Methodist young adult association

Founded in 1889, the Epworth League is a Methodist young adult association for people aged 18 to 35. It had its beginning in Cleveland, Ohio, at its Central Methodist Church on May 14 and 15, 1889. There was also a Colored Epworth League.

Before then, as many as five young people's organizations existed in the Methodist Episcopal church, such as the Methodist Alliance, claiming 20,000 members in 1883; the Oxford League, organized at the Methodist Centennial Conference with a large chapter at Central Methodist Church; and the Young People's Christian League.

After discussions of a merger into a single body, 27 people gathered at Central Methodist to form the Epworth League and adopted a modified version of the constitution of the Oxford League and the motto of the Young People's Christian League, "Look Up, Lift Up." The league, which soon spread worldwide, divided its social service into six departments: Spiritual Life, Social Work, Literary Work, Correspondence, Mercy and Help, and Finance. Local chapters organized Fresh Air Work (day camps for city children), literary events, lecture series, and fellowship gatherings.

At its conception, the purpose of the League was the promotion of intelligent and vital piety among the young people of the Church:
To encourage and cultivate Christ-centered character in young adults around the world through community building, missions, and spiritual growth.
 The League takes its name from the village of Epworth in Lincolnshire, England, the birthplace of John Wesley and Charles Wesley. Its members are known as Epworthians.

==Historical growth==

Within 10 years of its founding, the League claimed over 1.75 million members in 19,500 chapters internationally. The League existed in both the Northern and Southern branches of the Methodist Episcopal denomination and also in the Methodist Church of Canada. The headquarters of the Northern League was in Chicago and its organ was the Epworth Herald. The organ of the Southern branch was the Epworth Era, published monthly at Nashville, Tenn.

The membership of the Senior branch in the Methodist Episcopal Church North in 1913 was 593,465, and of the junior branch 218,509. In the Methodist Episcopal Church, South there were 3846 chapters of the league, with 133,797 members.

==Modern era==
The original Epworth League existed from 1889 to 1939. After denominational mergers among Methodists in the 1930s, the Epworth League became known as the Methodist Youth Fellowship; it survived in 1994 as the United Methodist Youth Fellowship.

==Publications==

- Bacon and Northrup, Young People's Societies (New York, 1900)
- The Methodist Year Book
- Dan B. Brummett, Epworth League Methods (New York, 1906)

==In popular culture==

- In The Music Man, set in 1912 Iowa, teenager Zaneeta Shinn declines a date because "it's Epworth League night".
- In All the King's Men, by Robert Penn Warren, the protagonist describes the blandness of the column he is hired to write by reference to the Epworth League.
- In Against the Day by Thomas Pynchon, a saucy secretary tells St.
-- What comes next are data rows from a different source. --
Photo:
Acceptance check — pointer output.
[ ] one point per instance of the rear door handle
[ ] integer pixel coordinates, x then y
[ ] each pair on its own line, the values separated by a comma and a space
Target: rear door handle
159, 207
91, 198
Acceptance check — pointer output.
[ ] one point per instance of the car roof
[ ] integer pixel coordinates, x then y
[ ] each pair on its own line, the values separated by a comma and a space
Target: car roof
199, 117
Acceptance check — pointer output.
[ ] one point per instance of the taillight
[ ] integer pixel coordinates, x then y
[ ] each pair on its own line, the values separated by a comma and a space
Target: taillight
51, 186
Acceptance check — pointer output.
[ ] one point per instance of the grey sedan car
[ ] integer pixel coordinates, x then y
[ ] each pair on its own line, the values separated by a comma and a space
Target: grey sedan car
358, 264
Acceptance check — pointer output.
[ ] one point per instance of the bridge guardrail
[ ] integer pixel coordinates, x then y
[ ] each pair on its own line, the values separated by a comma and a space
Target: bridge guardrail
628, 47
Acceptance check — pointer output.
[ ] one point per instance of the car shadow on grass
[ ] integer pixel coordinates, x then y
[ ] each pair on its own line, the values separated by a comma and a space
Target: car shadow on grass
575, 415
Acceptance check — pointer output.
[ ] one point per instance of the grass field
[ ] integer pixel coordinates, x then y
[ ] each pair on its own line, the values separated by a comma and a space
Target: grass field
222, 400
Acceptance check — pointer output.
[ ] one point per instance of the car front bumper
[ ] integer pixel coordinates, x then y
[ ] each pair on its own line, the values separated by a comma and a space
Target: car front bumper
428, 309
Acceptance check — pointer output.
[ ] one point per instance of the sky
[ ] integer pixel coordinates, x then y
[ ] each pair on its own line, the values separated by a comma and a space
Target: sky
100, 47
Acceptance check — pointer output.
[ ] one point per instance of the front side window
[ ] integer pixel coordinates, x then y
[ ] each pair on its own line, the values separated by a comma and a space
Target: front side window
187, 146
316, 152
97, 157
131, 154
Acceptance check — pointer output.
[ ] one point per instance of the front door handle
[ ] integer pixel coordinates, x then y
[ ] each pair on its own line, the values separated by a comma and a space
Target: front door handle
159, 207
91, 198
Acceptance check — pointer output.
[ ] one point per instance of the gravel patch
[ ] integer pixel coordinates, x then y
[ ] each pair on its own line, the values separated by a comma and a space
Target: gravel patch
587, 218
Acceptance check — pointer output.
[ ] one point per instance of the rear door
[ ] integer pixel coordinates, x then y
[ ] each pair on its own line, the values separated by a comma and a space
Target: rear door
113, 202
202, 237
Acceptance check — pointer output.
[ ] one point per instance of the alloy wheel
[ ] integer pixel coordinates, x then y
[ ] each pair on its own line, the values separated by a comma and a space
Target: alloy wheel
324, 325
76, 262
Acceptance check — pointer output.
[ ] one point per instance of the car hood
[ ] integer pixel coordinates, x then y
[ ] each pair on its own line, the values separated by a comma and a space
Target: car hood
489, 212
Cosmo, who has entered the office after-hours, that "'this [place] ain't the Epworth League.'"
- In Sherwood Anderson's short story/Winesburg, Ohio piece titled "Adventure," the self-stifled heroine Alice, "who could not have understood the growing modern idea of a woman's owning herself and giving and taking for her own ends in life," joins the Winesburg Methodist Church and every "Sunday evening attended a meeting of an organization called The Epworth League."
- In Dawn Powell's 1944 novel, My Home is Far Away, Epworth League meetings are one of the few social gatherings deemed acceptable for the main character, an adolescent girl, and her two sisters.
- In the 1934 W. C. Fields movie It's a Gift, when Amelia Bissonette tells her husband Harold that his Uncle Bean has died, she says, "It seemed he was getting better, but he attended the Epworth League picnic, and he choked to death eating an orange."
- In Across the River and into the Trees, by Ernest Hemingway, the colonel describes General Eisenhower as "strictly the Epworth League."
- In The Chill by Ross Macdonald, drunken Bridget Perrine bids farewell to Lew Archer with "See you at the Epworth League."
- "That remark of yours was pos'tively Epworth Leaguish." Philo Vance, in The Benson Murder Case, by S. S. VanDine.
- In The League of Frightened Men, by Rex Stout, Archie Goodwin remarks "I’m just waiting to see you and Nero Wolfe and the Epworth League prove it on him."